Oui. L’ensemble de la production électrique du Colorado représente 4 200 mégawatts, soit l’équivalent de quatre réacteurs nucléaires. Le plus emblématique des grands barrages du Colorado est le Hoover Dam, situé à la frontière entre l’Arizona et le Nevada, près de Boulder City. Le réservoir en amont du barrage, le lac Mead, mesure 180 km de long, pour une surface de 640 km2 et un volume de 45 km3 (et 885 km de rivage) ! Construit entre 1931 et 1936, c’est un barrage voûte/poids classique des grandes constructions de l’époque. Il a été inauguré par le président Roosevelt dans le cadre du New Deal en septembre 1935 et mis en service en 1936. 17 turbines équipent le barrage (des turbines Francis adaptées à des hauteurs de chute moyenne – entre 20 et 300 mètres), qui fournit à lui seul 2 000 mégawatts, soit près de la moitié de la production électrique du bassin du Colorado.

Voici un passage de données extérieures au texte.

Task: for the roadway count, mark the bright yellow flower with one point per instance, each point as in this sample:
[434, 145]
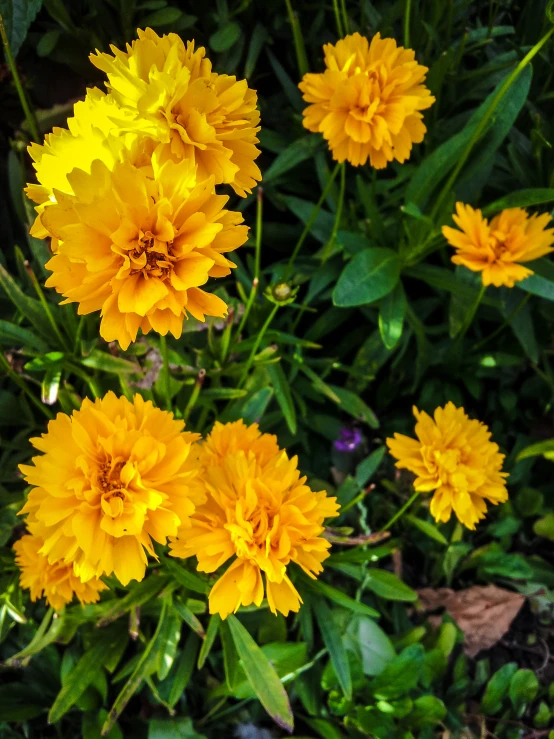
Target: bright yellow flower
[56, 581]
[138, 242]
[454, 457]
[496, 248]
[260, 510]
[113, 476]
[367, 101]
[168, 90]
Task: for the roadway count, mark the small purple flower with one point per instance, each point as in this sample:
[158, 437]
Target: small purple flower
[349, 440]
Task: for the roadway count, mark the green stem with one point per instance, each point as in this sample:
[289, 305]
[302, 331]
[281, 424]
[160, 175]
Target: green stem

Plusieurs experts évoquent le fait que l’eau du fleuve Colorado n’atteint parfois pas son embouchure, au Mexique. Cela est-il seulement dû à sa surexploitation (eau potable, irrigation, fracturation pour l’extraction du gaz de schiste notamment) et au détournement de ses eaux ou bien le facteur climatique, la sécheresse, pèse-t-il aussi considérablement dans la balance ?

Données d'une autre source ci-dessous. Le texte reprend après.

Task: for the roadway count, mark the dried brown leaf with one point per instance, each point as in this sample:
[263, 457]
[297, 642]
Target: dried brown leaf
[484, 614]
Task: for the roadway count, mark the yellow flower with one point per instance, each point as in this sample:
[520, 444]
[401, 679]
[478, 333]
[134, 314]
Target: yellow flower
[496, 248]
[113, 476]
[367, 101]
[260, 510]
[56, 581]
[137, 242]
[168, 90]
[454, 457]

En l’occurrence, c’est l’ensemble des facteurs qui entrent en ligne de compte, à la fois pris un par un et dans leurs interactions systémiques mutuelles. Le Colorado constitue un bon exemple de la façon dont les sociétés développées gèrent les espaces de l’accès à l’eau. Il illustre en outre deux niveaux de tensions qui structurent l’utilisation de ces espaces fluviaux : internes (concurrence villes/agriculture), régionales et internationales (tensions Etats-Unis/Mexique).
Aux grands barrages construits dans les années 1930 lors des programmes de relance économique du New Deal – comme le Hoover Dam – se sont ajoutées les dérivations vers Denver, Phoenix, Los Angeles et vers le Nouveau-Mexique. C’est ce qu’on appelle le Plumbing System : le Colorado est devenu un réseau de plomberie à grande échelle. Aujourd’hui, 120 m3 d’eau par seconde sont acheminés vers Los Angeles et San Diego, ce qui représente le tiers de l’approvisionnement en eau de ces deux villes. Juste avant la frontière avec le Mexique, l’Imperial Dam détourne une grande partie des eaux du Colorado vers les grands périmètres irrigués de l’Impérial Valley au sud de la Californie. 

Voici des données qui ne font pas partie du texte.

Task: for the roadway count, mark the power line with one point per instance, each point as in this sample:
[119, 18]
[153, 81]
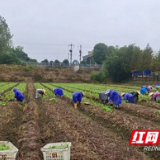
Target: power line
[71, 53]
[80, 53]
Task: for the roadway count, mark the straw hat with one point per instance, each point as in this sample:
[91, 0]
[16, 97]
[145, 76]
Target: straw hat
[122, 94]
[150, 94]
[138, 92]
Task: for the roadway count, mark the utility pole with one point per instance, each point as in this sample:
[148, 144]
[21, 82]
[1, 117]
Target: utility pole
[71, 53]
[80, 52]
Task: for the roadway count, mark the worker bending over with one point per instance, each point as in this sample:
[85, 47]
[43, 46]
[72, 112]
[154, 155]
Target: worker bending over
[128, 96]
[149, 89]
[41, 92]
[77, 98]
[154, 96]
[58, 92]
[18, 95]
[143, 90]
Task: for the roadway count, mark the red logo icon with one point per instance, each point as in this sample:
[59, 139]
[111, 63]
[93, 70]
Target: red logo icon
[145, 137]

A propos de partage justement, les deux premiers accords-cadre relatifs à la répartition des eaux du Colorado, signés en 1922 et 1944, ont pour conséquence que seul un faible pourcentage du débit du fleuve parvient à son embouchure, au Mexique. Ces traités sont fondés sur l’état du fleuve à un moment où il était particulièrement dense, et le débit a été surévalué par rapport à la moyenne. De nouvelles discussions sont-elles en cours pour redéfinir le partage de l’eau ?
L’utilisation des eaux du Colorado est au cœur de nombreux accords, le dernier en date a été signé en novembre dernier. C’est effectivement en 1922 et 1944 qu’ont été signés les deux premiers grands accords-cadre. En 1922, les sept Etats américains qui utilisent l’eau du Colorado se répartissent les quantités d’eau disponibles. Cet accord établit la structure générale actuelle de l’utilisation du bassin entre bassin supérieur (Colorado, Nouveau Mexique, Utah, Wyoming) et bassin inférieur (Nevada, Arizona, Californie). Les Etats du nord doivent laisser à ceux du sud des débits de 289 m3/s. C’est cet accord qui permettra la mise en valeur de tout le cours du Colorado sud et les grands périmètres irrigués des régions arides du sud.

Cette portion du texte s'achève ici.